Elle est loin, l’improbable tambouille à laquelle nous avons eu droit en 2012 chez Doudou. Les choses ont évolué, mais des progrès sont encore à faire. Nous avons apprécié l’offre des rougails, les amuses-bouches et deux caris. Deux autres étaient pitoyables. Quand on se retrouve en tête des adresses culinaires du patelin, avec des touristes qui débarquent, on fait tout pour que la totalité des caris soient bons. Pas besoin de faire du poisson, si c’est pour proposer ces filets congelés, à l’instar des infâmes pangasius, leurs frères ou leurs cousins, dans une sauce tomate salée. Céder aux sirènes du profit au détriment de la recherche de la qualité n’est pas rendre service à notre tradition, et c’est aussi mépriser nos touristes. Surtout quand on revendique cette tradition lontan sur un panneau du parking !
Deux couacs qui ternissent quelque peu l’ensemble de la prestation, mais ne nous empêchent pas de constater une nette amélioration globale par rapport à notre précédente visite.
La fourchette en inox est évitée de très peu.
____________________
Pour résumer. Accueil : bien • Cadre : bien • Présentation des plats : buffet
• Service : très bien • Qualité des plats : acceptable • Rapport qualité-prix : bien. Impression globale : bonne table
Fourchette en argent
____________________
Les mécontents ont l’art de cultiver la mauvaise foi, ou une forme d’autisme. Les réactions suite à la parution de la critique de chez Doudou ont été assez violentes, alors même que l’article ne comportait pas que des remarques négatives, mais également des appréciations positives. Seulement pour les gens de mauvaise foi, il est plus facile de faire des raccourcis dans le sens qui les arrange, apte à alimenter leur venin.
Et les mêmes rengaines reprennent, dont celle qui consiste à mettre en doute notre capacité à juger, étant non professionnel de la cuisine. Depuis quand les restaurateurs exigent-ils des clients de produire un CV pour avoir le droit d’émettre une opinion ? Et puis quoi encore ?
Attention bonnes gens, si vous postez un avis sur TripAdvisor, assurez-vous d’abord d’avoir au moins un CAP en cuisine, sinon honte à vous, et ce même si, en tant que Réunionnais, vous avez une bonne capacité à apprécier la tradition culinaire réunionnaise !
La deuxième rengaine : « les critiques ne servent qu’à casser les restaurants». Remarque teintée de paranoïa, très tendance sur les réseaux sociaux. Allez donc dire ça à Alix Clain, (Vieux Kréole, Saint-Denis, fourchette d’or), Fred Barret (Chez Ti Fred, Petite-île, fourchette d’or), ou plus récemment, au chef de chez Jo (Saint-Joseph, fourchette d’or) ou au jeune sidney de chez Moustache (fourchette d’or). Allez dire ça les yeux dans les yeux à David Banon (Reflet des îles, fourchette d’or).

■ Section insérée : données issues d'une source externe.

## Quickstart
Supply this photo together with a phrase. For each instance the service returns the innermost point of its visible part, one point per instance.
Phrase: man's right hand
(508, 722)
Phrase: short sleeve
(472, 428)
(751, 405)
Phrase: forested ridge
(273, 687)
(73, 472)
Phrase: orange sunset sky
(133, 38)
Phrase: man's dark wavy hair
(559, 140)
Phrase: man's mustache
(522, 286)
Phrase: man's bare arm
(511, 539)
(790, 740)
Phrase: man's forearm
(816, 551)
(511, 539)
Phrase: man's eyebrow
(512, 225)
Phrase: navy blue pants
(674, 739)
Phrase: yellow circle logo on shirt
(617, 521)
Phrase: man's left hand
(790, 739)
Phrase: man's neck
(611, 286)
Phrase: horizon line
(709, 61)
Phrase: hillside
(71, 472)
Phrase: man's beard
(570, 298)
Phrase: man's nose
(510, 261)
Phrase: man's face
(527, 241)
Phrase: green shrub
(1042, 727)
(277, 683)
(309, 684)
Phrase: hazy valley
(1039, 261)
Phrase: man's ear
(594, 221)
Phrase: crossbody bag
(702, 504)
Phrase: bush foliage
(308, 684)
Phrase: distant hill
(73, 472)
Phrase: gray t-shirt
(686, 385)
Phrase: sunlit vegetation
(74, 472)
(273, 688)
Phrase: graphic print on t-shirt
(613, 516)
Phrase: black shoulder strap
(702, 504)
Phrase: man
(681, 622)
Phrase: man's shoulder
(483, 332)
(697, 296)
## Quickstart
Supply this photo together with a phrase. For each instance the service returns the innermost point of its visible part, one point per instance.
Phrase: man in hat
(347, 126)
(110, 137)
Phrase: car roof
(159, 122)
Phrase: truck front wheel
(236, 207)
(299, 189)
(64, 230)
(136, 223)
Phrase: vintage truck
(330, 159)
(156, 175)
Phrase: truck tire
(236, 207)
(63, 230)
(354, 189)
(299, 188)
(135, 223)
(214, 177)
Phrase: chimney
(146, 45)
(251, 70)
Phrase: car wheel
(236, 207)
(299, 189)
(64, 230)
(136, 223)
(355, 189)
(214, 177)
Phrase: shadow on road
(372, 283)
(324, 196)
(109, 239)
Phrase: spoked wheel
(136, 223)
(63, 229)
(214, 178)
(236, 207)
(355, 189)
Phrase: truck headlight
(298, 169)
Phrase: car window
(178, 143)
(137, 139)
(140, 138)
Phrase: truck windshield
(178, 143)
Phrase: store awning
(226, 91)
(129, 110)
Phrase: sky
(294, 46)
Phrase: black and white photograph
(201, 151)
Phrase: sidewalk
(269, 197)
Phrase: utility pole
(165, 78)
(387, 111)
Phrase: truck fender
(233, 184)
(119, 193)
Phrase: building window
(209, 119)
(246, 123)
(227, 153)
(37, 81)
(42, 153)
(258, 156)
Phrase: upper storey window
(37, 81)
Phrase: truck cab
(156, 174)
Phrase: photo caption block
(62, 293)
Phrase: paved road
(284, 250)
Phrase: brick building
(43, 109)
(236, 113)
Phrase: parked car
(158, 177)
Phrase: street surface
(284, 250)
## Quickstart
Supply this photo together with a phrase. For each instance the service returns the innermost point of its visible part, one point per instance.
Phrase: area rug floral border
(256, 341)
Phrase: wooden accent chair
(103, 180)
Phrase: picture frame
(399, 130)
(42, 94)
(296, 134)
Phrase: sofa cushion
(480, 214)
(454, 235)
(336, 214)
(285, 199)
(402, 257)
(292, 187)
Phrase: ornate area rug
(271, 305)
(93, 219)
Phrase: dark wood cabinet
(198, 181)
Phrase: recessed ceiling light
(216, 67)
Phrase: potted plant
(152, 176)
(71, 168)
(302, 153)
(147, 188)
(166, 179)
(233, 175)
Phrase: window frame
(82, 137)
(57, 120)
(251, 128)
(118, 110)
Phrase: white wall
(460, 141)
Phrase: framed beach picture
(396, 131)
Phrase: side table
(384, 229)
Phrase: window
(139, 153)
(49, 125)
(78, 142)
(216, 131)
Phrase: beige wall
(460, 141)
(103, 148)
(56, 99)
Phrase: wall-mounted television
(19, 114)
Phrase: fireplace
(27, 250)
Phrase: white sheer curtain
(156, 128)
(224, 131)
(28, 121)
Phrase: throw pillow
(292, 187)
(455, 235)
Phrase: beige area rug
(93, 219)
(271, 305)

Dès lors qu’on ouvre un restaurant, donc une activité commerciale, on s’expose aux critiques, cela fait partie du jeu. Ou alors il faut faire un autre métier. La critique culinaire aussi peut être critiquée (personne n’est infaillible) à condition de fournir des arguments valables, sinon, ce n’est plus de la critique, mais de la calomnie.